Head Chef and founder Calvin Kitchin talks proper Neapolitan pizzas, chasing Michelin recognition and how Cal’s Own started on a building site
You started off as a joiner – how did you make your way to pizza?
Basically, I just couldn’t get a good pizza anywhere. I’d seen pictures of pizza in New York and just thought, why is it that they’ve got that pizza, and we’ve got this pizza?
When did you decide to open a restaurant?
I’d come to a point where I was making the pizzas amazing – you couldn’t get a better pizza in Newcastle. I was making them for myself, friends and family, then people started to buy pizzas from the house. They’d have to ring up two days in advance because it was taking us that long to make the dough. They’d come and collect pizzas off us, maybe a couple a week. I thought, ‘I’ve got to open up a restaurant’.
So are you completely self-taught?
One hundred percent. When I was doing this research on New York pizzas, I came across a place called Totonno’s. There’s a guy in New York called Paulie Gee, and he started the same way. He went down the same path as me: he was in IT and he founded Totonno’s in Coney Island.
What makes your pizza stand out in the North East?
With the pizza that I’m doing at the minute in the wood-fired oven, it’s what’s called Vera Pizza Napoletana; it’s all regulated, it’s all in line with this association in Naples. It’s 100 percent correct.
Is that the standard you compare yourself against now?
Yeah, there’s literally only two pizzerias out of about 500 in Naples that make pizza like me, at the minute.
What ought a proper Neapolitan pizza be like?

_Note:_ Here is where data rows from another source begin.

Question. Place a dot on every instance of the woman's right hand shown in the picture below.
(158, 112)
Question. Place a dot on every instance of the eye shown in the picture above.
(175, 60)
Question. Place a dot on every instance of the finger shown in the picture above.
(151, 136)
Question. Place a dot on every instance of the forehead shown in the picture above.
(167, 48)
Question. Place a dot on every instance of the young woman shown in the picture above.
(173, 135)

It’s soft, it’s foldable, it’s easily digestible, the crust’s one inch; the crust is the best part. I’m literally having people come in the restaurant and they’re eating the centre of the pizza and leaving this circle of crust! That’s what we’ve been working on! That’s the main thing! People just don’t have a clue what’s going on. But it’s a learning process.

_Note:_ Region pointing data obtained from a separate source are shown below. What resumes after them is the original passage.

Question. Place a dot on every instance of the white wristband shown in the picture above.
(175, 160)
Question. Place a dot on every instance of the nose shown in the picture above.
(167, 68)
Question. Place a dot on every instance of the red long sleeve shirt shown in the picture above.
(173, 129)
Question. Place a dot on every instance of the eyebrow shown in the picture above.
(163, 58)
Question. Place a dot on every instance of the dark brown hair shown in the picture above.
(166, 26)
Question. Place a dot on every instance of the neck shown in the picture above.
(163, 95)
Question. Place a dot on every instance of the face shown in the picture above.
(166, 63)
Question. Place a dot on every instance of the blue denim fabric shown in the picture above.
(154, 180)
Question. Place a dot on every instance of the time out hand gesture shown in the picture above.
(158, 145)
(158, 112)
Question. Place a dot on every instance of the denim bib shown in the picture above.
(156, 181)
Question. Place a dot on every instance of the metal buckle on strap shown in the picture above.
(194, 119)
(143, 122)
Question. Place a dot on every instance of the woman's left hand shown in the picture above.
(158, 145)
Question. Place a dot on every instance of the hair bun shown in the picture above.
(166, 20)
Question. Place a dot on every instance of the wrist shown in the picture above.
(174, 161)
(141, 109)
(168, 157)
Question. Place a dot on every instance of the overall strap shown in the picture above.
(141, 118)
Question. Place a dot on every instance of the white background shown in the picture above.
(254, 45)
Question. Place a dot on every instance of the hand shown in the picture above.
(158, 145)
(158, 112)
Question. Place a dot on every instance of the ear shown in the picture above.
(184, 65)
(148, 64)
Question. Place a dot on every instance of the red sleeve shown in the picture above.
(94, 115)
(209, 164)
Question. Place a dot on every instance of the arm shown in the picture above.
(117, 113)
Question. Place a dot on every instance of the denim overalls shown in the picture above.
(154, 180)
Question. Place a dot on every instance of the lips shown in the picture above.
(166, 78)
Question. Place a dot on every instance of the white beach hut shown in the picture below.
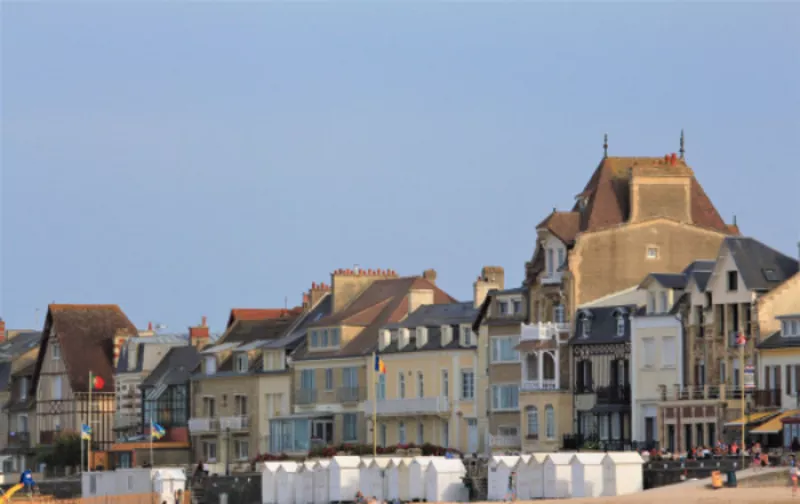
(397, 482)
(557, 476)
(344, 478)
(587, 474)
(417, 470)
(500, 469)
(444, 481)
(622, 473)
(321, 492)
(304, 483)
(269, 484)
(286, 479)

What difference does using a wood-fired oven make to a pizza?
Basically, with a gas oven the temperature’s going to be a lot lower, and to make Neapolitan pizza you need a very high temperature. It’s the ingredients that you use as well: the flour, tomatoes, cheeses. You couldn’t use the dough that I make in a gas or lower-powered oven.

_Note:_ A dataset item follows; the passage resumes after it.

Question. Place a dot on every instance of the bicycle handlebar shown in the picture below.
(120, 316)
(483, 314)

So it changes the whole pizza-making process?
That’s one of the reasons why they used those ingredients in these gas ovens: the flour’s correct for that temperature, the tomatoes and cheeses are made for that temperature, whereas with these New York elite pizzas in these coal-fired ovens, they were importing tomatoes, buffalo mozzarella, flour, olive oil from Italy to use in these ovens, because they were trying to emulate these pizzas in Naples. People in New York are starting to shun the sliced pizzas from the gas ovens in favour of not just New York elite pizza from the coal ovens, but Neapolitan pizza. It’s turned 100 percent full circle.
How did you try to emulate that yourself?
I got a gas barbecue for Christmas one year. I was working on a building site, and they were doing the bathroom out with these marble tiles from Italy. They cut us a tile to fit this barbecue, then I put the hood down on it and got the temperature to about 500 degrees. I put the pizza on the stone for about 30 seconds and it cooked the bottom, then I had my oven on fan-assisted grill, as hot as I could get it, and I put the pizza on the top shelf of the oven to cook the top. So, I was doing two, three-minute pizzas in the house.
Why is the oven temperature important?
Basically Neapolitan pizza is cooked from the top down, so you want a lot of heat in the dome. The crust is a bit thicker than, say, if you got a pizza in Rome. That’s because the heat in the top is helping it rise very quickly. When they put pizzas in the oven, you put in a few little woodchips for each pizza and you get a flash of heat over the top. So you’ve got residual heat in your stone that’ll cook all night, but you want that flash of heat over the dome to help that crust rise very quickly.
There’s a lot of momentum around Cal’s Own at the minute: what’s next?
I want to be recognised by the Associazione Vera Pizza Napoletana. Also what I’m aiming for is a Michelin Bib Gourmand. That’s what I’ve designed the restaurant for: I’m not aiming for a star, I’m aiming for a Bib Gourmand. There’s only one in Newcastle at the minute, and there are very few in the world really; it’s a very difficult accolade to achieve. There’s something like 2,000 one-Michelin stars, and there’s only 1,700 Bib Gourmands. The Bib Gourmand is like doing Michelin-star cooking, or just below, at a reasonable price.